Viajar por las carreteras de Colombia ha dejado de ser una experiencia placentera.

Al deplorable estado de la red vial se agrega el malestar que produce tener que pagar peajes costosos (a empresas privadas) en vías casi intransitables y, como si todo esto fuera poco, se suma la desazón de afrontar unas reglas de tránsito deficientes o simplemente absurdas. Sólo voy a referirme al último de estos puntos y, más concretamente, a una norma del código de la ruta que ha adquirido una notoriedad particular en los últimos años: la prohibición de adelantar en doble línea amarilla.

Esta norma, que sanciona la imprudencia de los conductores y que se utiliza en todos los países desarrollados, viene siendo aplicada en Colombia de manera implacable por la Policía de Carreteras. Sin embargo, como sucede con tantas cosas que copiamos de otros países, cuando no contamos con las condiciones necesarias para hacer funcionar lo que copiamos, no sólo no obtenemos lo que buscamos, sino que creamos un problema mayor del que teníamos. Me explico.

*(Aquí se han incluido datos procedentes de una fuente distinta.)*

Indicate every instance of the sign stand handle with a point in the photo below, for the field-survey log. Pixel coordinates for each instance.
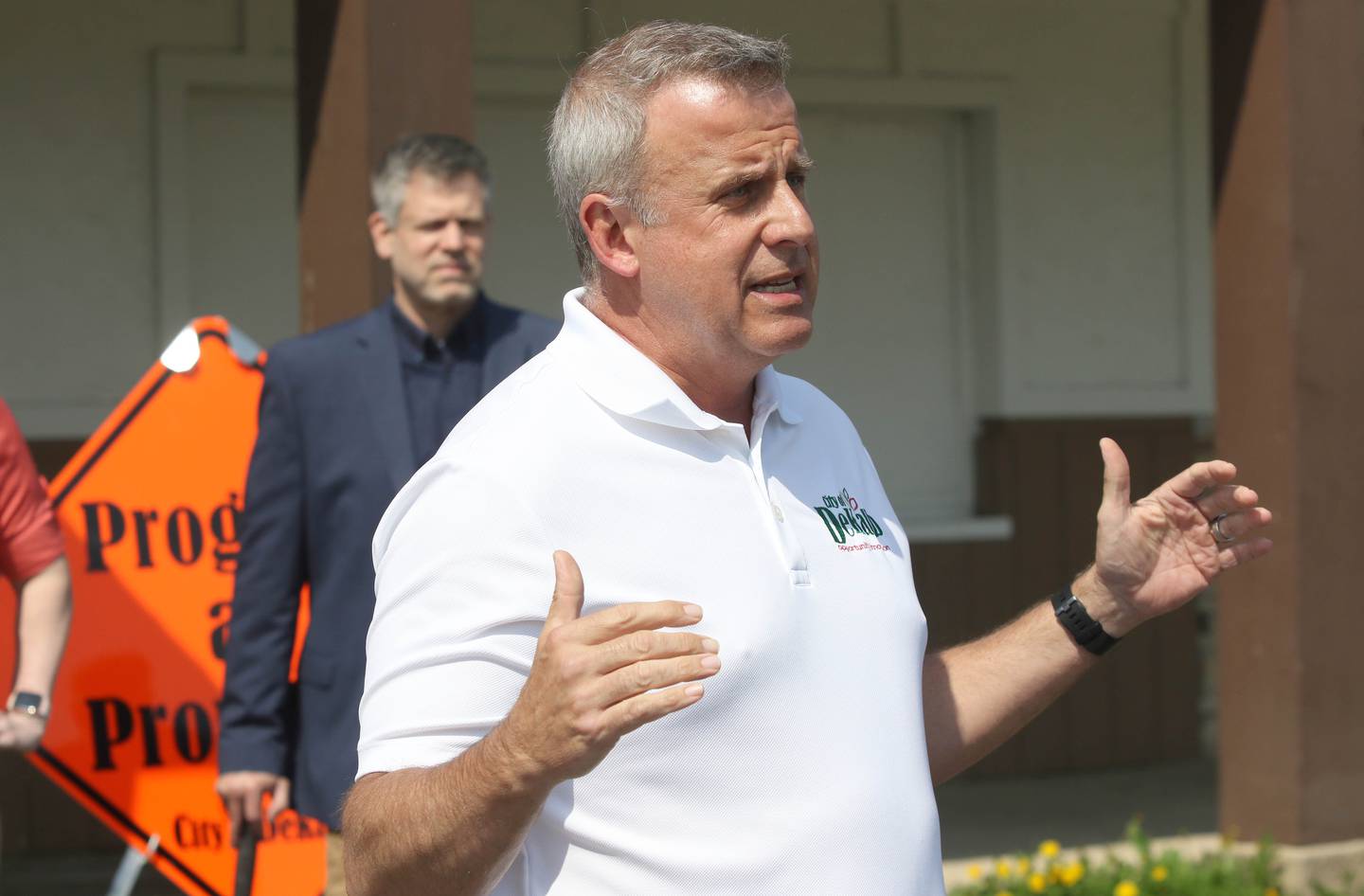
(131, 867)
(247, 837)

La prohibición de sobrepasar en doble línea busca que los conductores sean prudentes. Pero la prudencia depende de la velocidad al momento de sobrepasar. El asunto ha sido bien estudiado: si un vehículo va a una velocidad de 30 kilómetros por hora, se calcula que se necesitan por lo menos 120 metros para adelantarlo. Si la velocidad es de 80 km/h, se necesitan 250 metros, y si es de 100 km/h, se requieren 320 metros. Como no todos los vehículos van a la misma velocidad, lo que se hace es sacar un promedio que sirve de base para pintar la doble línea. Pero aquí empiezan nuestros problemas: ¿cómo establecer ese promedio en las carreteras colombianas? En Francia, por ejemplo, esa tarea es fácil pues el tráfico pesado y el rápido circulan por vías diferentes; no se mezclan. Al ser similares las velocidades, la imprudencia se puede evaluar con una regla objetiva.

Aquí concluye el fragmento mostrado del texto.